Some bots are not receiving messages
Incident Report for Ultimate AI's System Uptime
Postmortem

On 08. October 2024 our Redis cache for Sunshine Automation reached its memory limit at around 00:30 CEST. Redis, acting as a cache to store frequently accessed data, experienced memory overuse due to improper key expiration, which prevented the bots integrated with Sunshine Automation from processing messages effectively. Our alert systems failed to notify the on-call team, delaying the start of the investigation until around 07:00 CEST. After the investigation, the team increased the Redis memory, resolving the incident by 08:00 CEST. Message processing returned to normal and the system is now stable. As a follow-up we will address the Redis key expiration issue and improve our alert system for Redis memory usage to ensure faster response times in the future.

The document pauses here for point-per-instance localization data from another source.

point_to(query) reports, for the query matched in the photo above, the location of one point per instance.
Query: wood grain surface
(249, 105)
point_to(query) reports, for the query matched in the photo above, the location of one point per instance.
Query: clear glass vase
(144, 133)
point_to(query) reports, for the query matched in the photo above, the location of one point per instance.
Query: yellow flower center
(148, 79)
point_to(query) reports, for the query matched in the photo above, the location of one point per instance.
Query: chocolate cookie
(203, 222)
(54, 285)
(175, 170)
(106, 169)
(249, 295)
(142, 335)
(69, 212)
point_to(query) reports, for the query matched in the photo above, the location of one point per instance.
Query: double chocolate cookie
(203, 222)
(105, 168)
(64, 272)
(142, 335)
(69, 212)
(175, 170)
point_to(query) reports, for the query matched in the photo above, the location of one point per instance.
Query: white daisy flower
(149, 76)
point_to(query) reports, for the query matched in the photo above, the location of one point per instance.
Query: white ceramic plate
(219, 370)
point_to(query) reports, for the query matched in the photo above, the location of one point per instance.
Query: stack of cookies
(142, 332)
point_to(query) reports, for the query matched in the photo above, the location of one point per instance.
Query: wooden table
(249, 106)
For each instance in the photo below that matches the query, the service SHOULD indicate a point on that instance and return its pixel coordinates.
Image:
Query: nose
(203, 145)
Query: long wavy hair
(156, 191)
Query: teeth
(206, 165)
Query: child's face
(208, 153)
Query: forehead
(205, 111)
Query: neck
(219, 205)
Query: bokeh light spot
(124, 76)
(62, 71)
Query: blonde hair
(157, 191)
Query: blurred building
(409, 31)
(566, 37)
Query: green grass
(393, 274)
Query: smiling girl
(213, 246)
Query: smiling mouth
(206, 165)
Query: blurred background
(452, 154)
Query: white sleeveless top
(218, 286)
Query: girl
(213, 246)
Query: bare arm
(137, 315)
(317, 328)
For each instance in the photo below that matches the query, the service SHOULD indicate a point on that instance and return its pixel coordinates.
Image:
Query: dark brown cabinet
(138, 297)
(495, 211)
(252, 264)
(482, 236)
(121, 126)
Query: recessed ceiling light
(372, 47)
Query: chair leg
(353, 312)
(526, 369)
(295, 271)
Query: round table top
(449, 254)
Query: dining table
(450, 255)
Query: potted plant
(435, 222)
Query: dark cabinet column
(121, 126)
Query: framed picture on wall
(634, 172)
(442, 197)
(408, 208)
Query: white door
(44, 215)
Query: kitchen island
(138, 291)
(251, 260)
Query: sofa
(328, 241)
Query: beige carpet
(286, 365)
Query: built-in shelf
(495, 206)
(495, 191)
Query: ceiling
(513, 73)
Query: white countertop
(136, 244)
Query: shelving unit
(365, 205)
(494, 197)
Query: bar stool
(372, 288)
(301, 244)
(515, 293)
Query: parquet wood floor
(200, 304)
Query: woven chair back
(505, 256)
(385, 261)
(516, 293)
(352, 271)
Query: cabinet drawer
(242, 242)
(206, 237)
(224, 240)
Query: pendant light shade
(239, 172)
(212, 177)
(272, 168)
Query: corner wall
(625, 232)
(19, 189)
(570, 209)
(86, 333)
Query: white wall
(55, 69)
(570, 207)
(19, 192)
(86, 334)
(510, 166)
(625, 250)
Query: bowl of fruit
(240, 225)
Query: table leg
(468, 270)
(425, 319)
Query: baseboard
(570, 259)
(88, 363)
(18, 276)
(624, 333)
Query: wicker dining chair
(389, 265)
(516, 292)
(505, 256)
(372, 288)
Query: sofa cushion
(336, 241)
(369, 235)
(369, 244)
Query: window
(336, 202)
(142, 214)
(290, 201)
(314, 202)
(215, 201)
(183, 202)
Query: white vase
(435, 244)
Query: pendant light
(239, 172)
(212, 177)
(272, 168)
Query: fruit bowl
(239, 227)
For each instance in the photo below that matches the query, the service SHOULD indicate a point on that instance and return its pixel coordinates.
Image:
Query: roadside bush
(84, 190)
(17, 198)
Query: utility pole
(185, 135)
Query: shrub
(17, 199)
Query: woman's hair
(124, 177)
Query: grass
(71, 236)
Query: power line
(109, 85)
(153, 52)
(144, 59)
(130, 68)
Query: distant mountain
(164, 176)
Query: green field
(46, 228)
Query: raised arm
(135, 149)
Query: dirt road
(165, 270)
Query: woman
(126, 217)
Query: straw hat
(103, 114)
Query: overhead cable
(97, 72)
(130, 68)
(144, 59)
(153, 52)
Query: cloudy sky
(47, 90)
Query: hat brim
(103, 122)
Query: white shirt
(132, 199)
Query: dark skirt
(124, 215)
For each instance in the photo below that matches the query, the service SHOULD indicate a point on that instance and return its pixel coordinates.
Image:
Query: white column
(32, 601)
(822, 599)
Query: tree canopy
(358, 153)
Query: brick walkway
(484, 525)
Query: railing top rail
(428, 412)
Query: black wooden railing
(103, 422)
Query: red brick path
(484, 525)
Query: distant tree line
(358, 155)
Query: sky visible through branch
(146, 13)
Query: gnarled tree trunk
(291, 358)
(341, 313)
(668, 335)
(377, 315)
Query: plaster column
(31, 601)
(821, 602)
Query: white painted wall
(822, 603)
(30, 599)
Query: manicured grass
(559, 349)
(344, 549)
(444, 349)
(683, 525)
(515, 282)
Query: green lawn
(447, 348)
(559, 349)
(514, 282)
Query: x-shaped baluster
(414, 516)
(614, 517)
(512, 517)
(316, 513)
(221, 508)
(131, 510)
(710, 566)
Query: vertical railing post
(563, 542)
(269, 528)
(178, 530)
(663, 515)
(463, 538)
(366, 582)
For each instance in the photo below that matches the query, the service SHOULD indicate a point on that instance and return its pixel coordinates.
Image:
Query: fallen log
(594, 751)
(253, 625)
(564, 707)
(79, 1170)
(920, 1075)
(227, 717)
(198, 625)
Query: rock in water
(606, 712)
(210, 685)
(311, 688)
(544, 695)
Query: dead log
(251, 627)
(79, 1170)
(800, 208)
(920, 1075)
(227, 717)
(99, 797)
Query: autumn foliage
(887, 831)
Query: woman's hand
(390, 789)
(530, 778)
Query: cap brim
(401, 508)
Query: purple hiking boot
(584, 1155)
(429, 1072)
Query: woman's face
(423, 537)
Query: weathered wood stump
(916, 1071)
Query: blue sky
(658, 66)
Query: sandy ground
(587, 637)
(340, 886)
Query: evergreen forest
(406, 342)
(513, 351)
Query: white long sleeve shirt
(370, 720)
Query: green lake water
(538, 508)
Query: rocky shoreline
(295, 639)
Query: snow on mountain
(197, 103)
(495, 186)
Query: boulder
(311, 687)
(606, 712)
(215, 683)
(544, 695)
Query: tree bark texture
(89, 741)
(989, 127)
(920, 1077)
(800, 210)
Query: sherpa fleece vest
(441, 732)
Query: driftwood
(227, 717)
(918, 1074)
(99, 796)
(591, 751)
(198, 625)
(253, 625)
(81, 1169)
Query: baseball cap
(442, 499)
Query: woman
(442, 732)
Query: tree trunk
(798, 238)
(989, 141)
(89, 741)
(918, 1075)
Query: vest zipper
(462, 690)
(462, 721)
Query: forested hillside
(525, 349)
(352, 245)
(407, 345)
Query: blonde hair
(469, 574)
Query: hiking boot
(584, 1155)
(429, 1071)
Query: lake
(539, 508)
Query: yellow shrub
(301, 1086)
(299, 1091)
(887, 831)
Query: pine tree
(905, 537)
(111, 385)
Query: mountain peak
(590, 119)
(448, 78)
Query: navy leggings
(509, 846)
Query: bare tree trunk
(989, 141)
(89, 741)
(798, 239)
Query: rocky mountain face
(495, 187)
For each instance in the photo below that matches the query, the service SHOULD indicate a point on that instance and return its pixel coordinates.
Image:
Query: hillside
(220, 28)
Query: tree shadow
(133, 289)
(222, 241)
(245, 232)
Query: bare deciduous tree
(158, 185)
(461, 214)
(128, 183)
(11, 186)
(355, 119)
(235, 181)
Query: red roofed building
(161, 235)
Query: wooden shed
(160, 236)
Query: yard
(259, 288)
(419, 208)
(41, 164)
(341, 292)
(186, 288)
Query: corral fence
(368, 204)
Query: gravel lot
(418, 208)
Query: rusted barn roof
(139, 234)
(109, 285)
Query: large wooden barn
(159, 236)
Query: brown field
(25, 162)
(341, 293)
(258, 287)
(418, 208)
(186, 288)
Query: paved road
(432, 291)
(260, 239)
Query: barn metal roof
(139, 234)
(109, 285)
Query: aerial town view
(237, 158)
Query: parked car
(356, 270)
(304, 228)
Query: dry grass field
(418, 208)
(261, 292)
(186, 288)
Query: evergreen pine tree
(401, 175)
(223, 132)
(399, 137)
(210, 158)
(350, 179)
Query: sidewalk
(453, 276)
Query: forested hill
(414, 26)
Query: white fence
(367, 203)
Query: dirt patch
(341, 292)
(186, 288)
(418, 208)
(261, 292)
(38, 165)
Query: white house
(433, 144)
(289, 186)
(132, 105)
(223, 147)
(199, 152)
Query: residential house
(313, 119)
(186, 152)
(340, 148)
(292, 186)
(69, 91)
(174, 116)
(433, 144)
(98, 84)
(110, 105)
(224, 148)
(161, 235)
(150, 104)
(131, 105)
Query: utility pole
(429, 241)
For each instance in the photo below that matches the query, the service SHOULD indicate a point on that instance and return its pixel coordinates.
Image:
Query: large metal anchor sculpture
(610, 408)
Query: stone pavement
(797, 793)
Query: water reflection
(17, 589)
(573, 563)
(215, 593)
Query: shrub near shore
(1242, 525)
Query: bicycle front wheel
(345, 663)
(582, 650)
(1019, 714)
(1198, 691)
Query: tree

Posted Oct 08, 2024 - 12:37 CEST

Resolved
We have resolved the incident and all services should have returned to normal operations.
Posted Oct 08, 2024 - 08:08 CEST
Update
A fix has been deployed, the issue is fixed.
Posted Oct 08, 2024 - 08:07 CEST
Update
We have narrowed down the impact to just the Sunshine platofrm, no bots outside of this platform were affected
Posted Oct 08, 2024 - 08:06 CEST
Update
We have identified the root cause of the issue and will be testing the solution shortly.
Posted Oct 08, 2024 - 07:53 CEST
Investigating
We are currently investigating an issues of some bots not receiving messages. The problem seems to affect a small part of overall production bots.
Posted Oct 08, 2024 - 07:27 CEST
This incident affected: Chat integrations (Sunshine, LiveChat.com CRM Integration, Zendesk Chat, Salesforce, Freshchat, Zendesk Support Automation, Giosg Automation, Intercom Automation, Freshdesk Automation).